Minister Sa'ar Confronts Netanyahu: Toppling Hamas Should Have Been Objective of Gaza Op

Interior minister criticizes prime minister’s management of IDF offensive, suggests he should read the report on failures of the Second Lebanon War.

ברק רביד - צרובה
Barak Ravid
Ministers participate in a cabinet meeting on Operation Protective Edge, Thursday July 31, 2014.
Ministers participate in a cabinet meeting on Operation Protective Edge, Thursday July 31, 2014.Credit: Moti Milrod
ברק רביד - צרובה
Barak Ravid

An argument broke out during Thursday’s cabinet meeting between Prime Minister Benjamin Netanyahu and fellow Likud ministers Gideon Sa’ar and Silvan Shalom over the goals of Israel’s military operation in the Gaza Strip.

According to a source that participated in the meeting, Interior Minister Sa’ar told Netanyahu that, from the outset, the goal of the operation should have been to topple Hamas’ reign in Gaza.

“I wasn’t one of those (ministers) to go out in public, in front of the media, and say we need to topple the Hamas regime, but today I am saying it here that that should have been the operation’s objective,” the source quoted Sa’ar as saying.

The source who attended the meeting also said Sa’ar quoted extracts of the Winograd Commission report, which investigated the failures of the Second Lebanon War, focusing on criticism leveled by the commission on the leaders' foot-dragging and the decisions that were made on a diplomatic level.

“I recommend you read the Winograd report,” Sa’ar told Netanyahu and Defense Minister Moshe Ya’alon, according to the source.

When asked to respond to the source’s claims, Sa’ar told Haaretz, “I am legally obliged to avoid responding to things that were said in the cabinet meeting even if those quotes are incorrect.”

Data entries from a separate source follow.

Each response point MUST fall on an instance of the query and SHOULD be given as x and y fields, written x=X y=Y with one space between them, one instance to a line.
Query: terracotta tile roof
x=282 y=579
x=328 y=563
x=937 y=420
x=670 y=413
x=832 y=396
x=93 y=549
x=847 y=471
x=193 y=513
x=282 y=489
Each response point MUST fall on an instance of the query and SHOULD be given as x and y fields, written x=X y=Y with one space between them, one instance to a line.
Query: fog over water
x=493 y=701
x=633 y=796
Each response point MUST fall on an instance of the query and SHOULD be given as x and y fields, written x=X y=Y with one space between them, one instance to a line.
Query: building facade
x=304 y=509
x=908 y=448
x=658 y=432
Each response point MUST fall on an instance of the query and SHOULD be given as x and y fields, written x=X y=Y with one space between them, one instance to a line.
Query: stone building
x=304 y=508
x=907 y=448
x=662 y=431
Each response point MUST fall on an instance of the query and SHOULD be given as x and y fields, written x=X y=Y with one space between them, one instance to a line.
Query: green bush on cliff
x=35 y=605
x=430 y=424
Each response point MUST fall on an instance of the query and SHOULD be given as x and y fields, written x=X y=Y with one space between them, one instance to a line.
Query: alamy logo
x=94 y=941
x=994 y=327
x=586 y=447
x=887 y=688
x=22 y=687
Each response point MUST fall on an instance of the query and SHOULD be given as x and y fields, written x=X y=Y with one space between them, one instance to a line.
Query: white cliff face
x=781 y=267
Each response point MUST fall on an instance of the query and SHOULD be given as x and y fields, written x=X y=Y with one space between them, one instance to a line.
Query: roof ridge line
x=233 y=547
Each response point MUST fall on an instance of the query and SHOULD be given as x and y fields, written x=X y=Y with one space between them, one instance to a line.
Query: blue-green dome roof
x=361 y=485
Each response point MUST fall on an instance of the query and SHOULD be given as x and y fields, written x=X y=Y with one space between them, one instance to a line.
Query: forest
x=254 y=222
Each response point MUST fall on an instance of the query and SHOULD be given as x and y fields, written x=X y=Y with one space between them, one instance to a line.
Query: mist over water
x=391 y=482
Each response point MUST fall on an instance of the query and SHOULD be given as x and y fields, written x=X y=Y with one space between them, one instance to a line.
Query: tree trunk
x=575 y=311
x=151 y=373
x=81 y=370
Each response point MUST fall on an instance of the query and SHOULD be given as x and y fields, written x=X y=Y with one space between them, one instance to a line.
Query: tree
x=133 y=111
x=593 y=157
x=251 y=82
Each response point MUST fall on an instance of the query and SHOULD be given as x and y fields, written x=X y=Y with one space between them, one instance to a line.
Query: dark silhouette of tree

The source also said that Energy and Water Resources Minister Silvan Shalom criticized the conduct of the operation, too, stating that in his opinion toppling Hamas should have been the goal of the operation. However, he emphasized in his closing comments that he supports the prime minister.

In a statement to the press at the start of the meeting, Netanyahu had already indicated his dissatisfaction at the criticism voiced in recent days by certain ministers - both from within his own party, Likud, and others.

“There is a minority among the public that - precisely at this time – chooses to radicalize its opinions to one side or another,” Netanyahu remarked. “I say to them: Don’t harm the special unity that exists between us. Mind your words, be careful how you act, and, most importantly, government ministers are those who must set a personal example for the entire public. The people expect government ministers to rally behind the goal.”

After the cameras left the room, Netanyahu turned to the minsters with a sharper tone, saying, “Government ministers must not publicly attack me during a war.” The prime minister read excerpts from a letter his late brother Yoni Netanyahu wrote about the need for unity and added that there is no problem with voicing criticism, so long as it is done around the table at cabinet meetings.

During the meeting, Netanyahu also discussed the prospects of a cease-fire. “I will not agree to any proposal that does not allow the Israel Defense Forces to complete its important mission of neutralizing the tunnels,” he said, “Neutralizing the tunnels is just the first step in demilitarizing the Gaza Strip. The United States and the European Union have adopted our stance on the issue of demilitarization and that was not easy to achieve, but we achieved it together with hard work.”